Yesterday I sat with my mother at the hospital having hard conversations.
It fucking sucked.
Yes, she’s in the hospital, has been since Thursday night when her fever spiked and her gerontologist told us to go to the ER. Once we got to the ER, my mother developed a new and highly alarming symptom – aphasia. She was unable to find her words for about 11 hours. It was terrifying for her; after all, she’s a scientist and a teacher and not being able to communicate is her worst fear. Fortunately, it passed, and she’s now speaking fine. We’re following up with the neurology team after she gets out of the hospital, though, because that’s strange fucking flu symptom.
So, yesterday. First we spent an hour banging our head against the medical treatment wall, trying to advocate for my mom to go to an acute rehab facility where she could get physically stronger. But we are trapped in a weird place: my mom is considered to be too healthy for an acute rehab where she’d be worked for about eight hours a day getting physical, speech, and occupational therapy. So instead they are sending her to a sub-acute rehab, which is basically just a nursing home. They only offer about an hour of rehab a day. Which sucks, because I believe until my mom builds up her strength she’s going to keep getting knocked down by every little thing that comes her way.
We talked a bit more about her living in a senior living place, which will have the benefit of not exposing her to all the kid germs that Tori brings home (like the flu, der). But she needs to be stronger to live on her own.
We have a plan. She’s going to a UPenn affiliated skilled nursing place where she should be able to do three hours of therapy a day, plus have the ability to do a bit more on her own (like walking through the halls, and maybe using a stationary bike). She’ll then return home where she will have a nursing assistant help her bathe twice a week, and a physical therapist that will come to the house several times a week (or do on-site out patient PT, which would be even better). She will follow up with neuro as an outpatient, and continue to see her gerontologist.
God willing, by the time a space comes available at the senior living place, she’ll be able to live on her own with help from a nursing assistant and us (the place we love is about 15 blocks from us).
God fucking willing.
The hardest part of yesterday, though, came with a hard conversation with my mom. We discussed how Tori is reacting to my mom’s issues and the resulting stress that happens to the rest of us (Charlie told me yesterday that he hasn’t seen me this stressed since I lost the boys, or since we went through infertility). Because my mom and I have always been honest with each other, I had to tell her the truth: Tori is considerably traumatized by all of this.
There are many reasons; my mom has sometimes asked Tori to do things I think are kind of inappropriate to help her – stuff beyond “get me a glass of water.” Stuff that I’m barely comfortable helping her with (but I do, of course). She’s also witnessed multiple falls, and my mother’s repeated mental confusion. At the hospital once my mother flew into a rage and was screaming at me while Tori was there.
I do not want that for my daughter.
My mom feels that Tori has to “learn to live in the real world eventually” and this statement makes so furiously angry. Like, switch flipped simmering life-long fury. Thankfully I have a lot of practice with reining that shit in with my mom and was able to reply only that I feel like she’s got just as much exposure to the real world that she needs as a six year old. That I want her to be a KID, not a nurse. My mom often yells at Tori; she doesn’t understand why Tori isn’t a kid like I was, eager to please, and why Tori is a kid that gets louder and more ramped up before bedtime instead of quiet and calm like I did. She often implies that we’re doing parenting wrong.

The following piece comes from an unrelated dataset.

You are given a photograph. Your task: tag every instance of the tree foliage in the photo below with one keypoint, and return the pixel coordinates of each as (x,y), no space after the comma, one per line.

I know that my mom did the best she could raising me, but a big part of my story is that I had to grow up a lot faster than other kids. In many ways my mom treated me like a partner instead of a kid which lead to my feeling worried most of the time about finances, and I was always afraid. Always. I never felt safe.
I do not want that for Tori. Tori should feel safe, damn it, she should FEEL FUCKING SAFE.

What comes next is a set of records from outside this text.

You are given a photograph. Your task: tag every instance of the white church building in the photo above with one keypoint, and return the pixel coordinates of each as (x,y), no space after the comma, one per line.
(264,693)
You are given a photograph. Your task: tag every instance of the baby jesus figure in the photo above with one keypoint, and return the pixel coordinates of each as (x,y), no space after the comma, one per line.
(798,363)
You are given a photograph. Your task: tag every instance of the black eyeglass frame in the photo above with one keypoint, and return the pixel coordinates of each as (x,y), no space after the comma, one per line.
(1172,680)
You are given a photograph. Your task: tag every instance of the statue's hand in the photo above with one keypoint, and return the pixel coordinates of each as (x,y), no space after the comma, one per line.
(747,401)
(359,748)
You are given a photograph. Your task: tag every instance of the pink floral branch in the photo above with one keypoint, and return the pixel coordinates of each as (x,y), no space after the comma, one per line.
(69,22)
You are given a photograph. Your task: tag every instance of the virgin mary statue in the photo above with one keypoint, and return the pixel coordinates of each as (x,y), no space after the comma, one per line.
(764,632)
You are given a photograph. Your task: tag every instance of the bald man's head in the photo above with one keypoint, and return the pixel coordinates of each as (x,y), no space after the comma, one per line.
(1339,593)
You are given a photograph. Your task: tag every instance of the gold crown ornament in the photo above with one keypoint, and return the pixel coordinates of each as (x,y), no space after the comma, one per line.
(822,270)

I know my mom is scared, and I know she’s lonely, and I know that she’s frustrated. And as much as I love her, I’m still going to put Tori first. I don’t know if that makes me an asshole or not, but if there is an alternative living arrangement where my mom is safe and Tori isn’t traumatized, I’m going to take it.
I really hope that someday she understands.
I wake up each day more tired than I was when I fell asleep. My whole body aches from being clenched all the time. I make crappy food choices because meal planning is kind of beyond me right now. I watch far too much television. I have migraines almost every day – so many that I’ve run out of my meds and now I’m just sitting with the pain every day (thankfully they are low level migraines, and what the hell, a med wash out period isn’t a bad idea). My jaw is sore from clenching my teeth so much.
I’m talking to my closest friends each day. I’m chatting with other folks in similar situations. I’m reading up on how to take care of yourself as a caretaker. But I’m still doing this all blind, stumbling around in the dark not knowing what to do. Since the end of October my mother has had five emergency room visits, four hospitalizations, and a surgery.
Is it possible to cope with all of that without going nuts? I don’t know. My mom is miserable and depressed, and I’m stressed and brittle.
I swear I will post something positive here someday. Hopefully.